Reframing Spending as a Mission Tool
Smart spending is not the opposite of stewardship; it is stewardship. It’s how leaders equip their organizations to deliver the mission today and expand it tomorrow. In practice, that means shifting board culture from “guardians of the checkbook” to “investors in the engine.”
Four questions help make the shift:
1) Planning
Are we planning next year based on our strategy and needs—or on what we’ve already committed to financially? Strategic plans without aligned resource plans are wishes.
2) Investing
Are we spending adequately on the real resources required to achieve outcomes—program, administration, and fundraising? Under-resourcing any of the three slows all three.
3) Spending
Do we trust leadership to execute the budget (including a sensible variance) without line-item micromanagement? High-performing organizations accept that some spending precedes revenue.
4) Budgeting
Do we spend at least as much time discussing how we’ll reach the revenue goal as we do debating the expense side? Many boards devote 90% of their budget attention to expenses—starving the conversation that actually generates dollars.

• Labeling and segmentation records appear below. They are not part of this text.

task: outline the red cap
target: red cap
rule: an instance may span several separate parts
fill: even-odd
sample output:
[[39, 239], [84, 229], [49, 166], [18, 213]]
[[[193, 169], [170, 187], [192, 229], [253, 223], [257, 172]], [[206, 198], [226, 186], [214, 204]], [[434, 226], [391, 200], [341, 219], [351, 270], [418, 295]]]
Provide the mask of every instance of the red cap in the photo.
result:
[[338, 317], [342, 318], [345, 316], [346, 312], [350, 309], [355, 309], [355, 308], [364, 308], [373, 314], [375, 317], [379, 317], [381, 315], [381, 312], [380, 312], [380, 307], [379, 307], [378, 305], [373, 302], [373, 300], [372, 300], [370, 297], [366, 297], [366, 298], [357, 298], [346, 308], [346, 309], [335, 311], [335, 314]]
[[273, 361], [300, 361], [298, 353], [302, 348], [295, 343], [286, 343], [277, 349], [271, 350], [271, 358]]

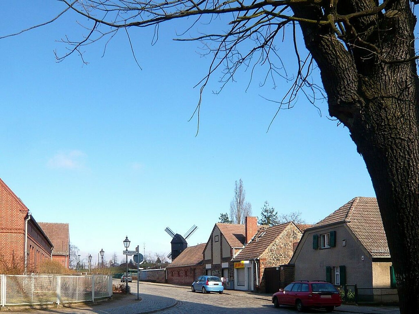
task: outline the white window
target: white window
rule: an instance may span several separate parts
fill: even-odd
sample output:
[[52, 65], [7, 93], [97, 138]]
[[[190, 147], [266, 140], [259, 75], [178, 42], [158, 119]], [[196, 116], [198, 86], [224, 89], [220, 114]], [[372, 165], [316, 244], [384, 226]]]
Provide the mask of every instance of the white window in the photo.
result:
[[339, 266], [335, 267], [335, 284], [337, 286], [340, 285], [340, 276], [339, 273]]
[[321, 235], [321, 247], [322, 249], [325, 247], [330, 247], [330, 234], [325, 233]]

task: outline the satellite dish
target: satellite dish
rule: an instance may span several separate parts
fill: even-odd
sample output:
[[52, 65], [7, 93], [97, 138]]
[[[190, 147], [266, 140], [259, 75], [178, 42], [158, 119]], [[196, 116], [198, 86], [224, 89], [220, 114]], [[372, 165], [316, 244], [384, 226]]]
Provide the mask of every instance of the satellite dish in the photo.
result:
[[134, 255], [134, 261], [140, 264], [144, 260], [144, 256], [141, 253], [137, 253]]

When these are clear, then fundraising tactics begin to work at scale.
What Strategic Spending Looks Like
Let’s start here: people. Hire or upskill a team that can lead investment-level donor conversations—people who can translate program goals into multi-year growth plans, answer financial questions, and confidently invite large, unrestricted gifts.
Then, think about time. Protect executive and development time for relational work (not just campaign production). Step-change gifts rarely happen on a 30-day timeline; they’re the product of 6–18 months of thoughtful engagement.
We can’t forget about systems. Build a clean, accountable moves-management system and financial modeling that links goals to resources, not just to last year’s results.
Finally, story + math. Equip your team with materials that pair outcomes and impact with unit economics, cash-flow realities, and three-year projections. Heart plus head.
None of this is reckless. It’s disciplined. It’s spending on purpose.
Addressing the Boardroom “What-Ifs”
Inevitably, moving from frugality to investment invites pushback. You’re not alone if your first reaction is, “But, what if…”. So, let’s name those pressing concerns so we can deal with them constructively.
“What if we spend and it doesn’t pay off?”
Approach spending as a portfolio. Not every investment returns equally, but the portfolio should return more than it costs over an appropriate horizon. Define success metrics before funding. For example, the number of new investment-level relationships opened, percent unrestricted growth, days cash on hand.
“Debt is unacceptable.”
Some forms of financing (bridge lines, for example) are tools, not moral failings. The real question is whether your financial strategy increases mission capacity and reduces volatility over time. Strategic spending paired with relational fundraising can shorten the duration and frequency of cash gaps.
“We must protect reserves.”
Reserves protect the mission; they aren’t the mission. Hoarding cash while under-resourcing your growth engine is the riskiest strategy of all.
The Board’s Most Powerful Act Isn’t “Doing Fundraising”
If you want to diversify funding or scale by 2x, 3x, even 5x revenue, the most powerful thing a board member can do is champion healthy planning, investing, spending, and budgeting—so leadership can fund the mission fully every year. That’s not a call to profligacy; it’s a call to align money behavior with mission ambition.
Traditional activities still have a place. But, fully funding your organization has far less to do with doubling events or sending more appeals and far more to do with running the organization in a way that empowers your team to generate the dollars you need: consistently, unrestricted, and at scale.
We’ve taught saving and managing well. Now it’s time to teach—and practice—how to spend well, too.